Microorganism

Neuropilin-1 Promotes SARS-CoV-2 Entry into Host Cells

The 2019 Coronavirus Disease (COVID-19) caused by the new coronavirus SARS-CoV-2 is now raging around the world. Existing studies have shown that SARS-CoV-2 infects host cells through the receptor ACE2. In a new study, scientists discovered that neuropilin 1 (NRP1) is a factor that can promote SARS-CoV-2 to enter cells. NRP1 is located in the respiratory tract and olfactory epithelium, which may be an important factor that contributes to the infection and spread of SARS-CoV-2.

Clinical studies have found that SARS-CoV-2 can affect multiple organs such as the lungs and kidneys, and can also cause neurological symptoms, including temporary loss of smell and taste. Therefore, the symptom spectrum of COVID-19 is quite complex. In 2003, a related coronavirus-SARS-CoV caused a much smaller outbreak. This may be because the virus infection was limited to the lower respiratory system, making the virus less spread. On the contrary, SARS-CoV-2 will also infect the upper respiratory system, including the nasal mucosa, so it will spread rapidly through active virus shedding (such as when sneezing).

The Leader into Cell

In order to infect humans, SARS-CoV-2 must first attach to the surface of human respiratory or intestinal epithelial cells. Once attached, the virus invades the cell and then replicates multiple copies of itself. These replicated viruses are released, leading to the spread of SARS-CoV-2. The process of SARS-CoV-2 attaching and invading human cells is accomplished by a viral protein called “spike” protein, and it has tissue chemotaxis. This tissue chemotaxis depends on whether there are docking points on the cell surface, the so-called receptors. These receptors allow the virus to dock and invade the cell. Interestingly, the researchers found that SARS-CoV, which uses ACE2 as the receptor like SARS-CoV-2, produces disease symptoms that are quite different from SARS-CoV-2.

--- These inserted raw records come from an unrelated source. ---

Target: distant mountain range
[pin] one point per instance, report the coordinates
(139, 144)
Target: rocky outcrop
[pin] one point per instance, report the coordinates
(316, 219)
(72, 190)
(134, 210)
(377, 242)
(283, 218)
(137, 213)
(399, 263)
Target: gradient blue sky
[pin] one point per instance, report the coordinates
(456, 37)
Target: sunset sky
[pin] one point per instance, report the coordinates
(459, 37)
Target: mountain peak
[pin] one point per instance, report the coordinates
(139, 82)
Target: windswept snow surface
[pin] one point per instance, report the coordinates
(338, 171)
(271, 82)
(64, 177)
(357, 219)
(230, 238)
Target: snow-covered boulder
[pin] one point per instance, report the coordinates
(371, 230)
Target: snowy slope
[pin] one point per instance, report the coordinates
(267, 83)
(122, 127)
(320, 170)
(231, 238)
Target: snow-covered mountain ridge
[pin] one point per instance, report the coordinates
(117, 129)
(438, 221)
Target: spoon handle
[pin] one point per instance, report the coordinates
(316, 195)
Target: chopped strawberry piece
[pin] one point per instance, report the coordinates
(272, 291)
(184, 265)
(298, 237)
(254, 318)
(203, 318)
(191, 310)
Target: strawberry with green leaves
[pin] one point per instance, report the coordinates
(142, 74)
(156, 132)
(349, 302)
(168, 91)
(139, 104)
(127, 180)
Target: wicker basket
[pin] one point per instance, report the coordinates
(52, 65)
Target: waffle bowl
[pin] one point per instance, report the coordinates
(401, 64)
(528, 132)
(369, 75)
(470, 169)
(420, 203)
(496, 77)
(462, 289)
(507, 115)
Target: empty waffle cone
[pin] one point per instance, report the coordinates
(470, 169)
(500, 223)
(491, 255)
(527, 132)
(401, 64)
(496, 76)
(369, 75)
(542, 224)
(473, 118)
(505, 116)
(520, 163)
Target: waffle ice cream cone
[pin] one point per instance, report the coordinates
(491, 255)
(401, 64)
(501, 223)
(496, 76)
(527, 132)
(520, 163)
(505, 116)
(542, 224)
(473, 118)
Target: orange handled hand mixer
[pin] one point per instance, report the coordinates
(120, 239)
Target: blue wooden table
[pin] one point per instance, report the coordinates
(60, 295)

Figure 1. SARS-CoV-2 supposed life cycle.

In order to understand the differences in the tropism of these tissues, these researchers observed the “spike protein” of SARS-CoV-2. The SARS-CoV-2 spike protein differs from its older relatives in that it inserts a furin cleavage site. Similar sequences have been found in the spike proteins of many other highly pathogenic human viruses. When a protein is cleaved by furin, a specific amino acid sequence is exposed at its cleaved end. Such a protein substrate that can be cleaved by furin has a characteristic pattern sequence known to bind to neuropilin on the cell surface.

Experiments using laboratory-cultured cells, artificial viruses that mimic SARS-CoV-2, and naturally-occurring viruses have shown that NRP1 can promote viral infections in the presence of ACE2. By specifically blocking NRP1 with antibodies, this viral infection can be suppressed. The relationship between the two is like the entrance and the guide. Among them, ACE2 is a door into the cell, and NRP1 may be an important factor that guides this virus to find and enter this door. Because the expression level of ACE2 in most cells is very low, it is not easy for the virus to find the door into the cell. Other factors such as NRP1 may be necessary to help this virus enter the cell.

Potential Access to the Nervous System
Given that loss of smell is one of the symptoms of COVID-19, and NRP1 is mainly found in the cell layer of the nasal cavity, these researchers examined tissue samples from dead patients. Other experiments in mice have shown that NRP1 can transport virus-sized nanoparticles from the nasal mucosa to the central nervous system. These nanoparticles are chemically engineered to bind to NRP1. In contrast to control particles that have no affinity for NRP1, when these NRP1-binding nanoparticles are applied to the noses of these mice, they reach the neurons and capillaries in the brain within a few hours.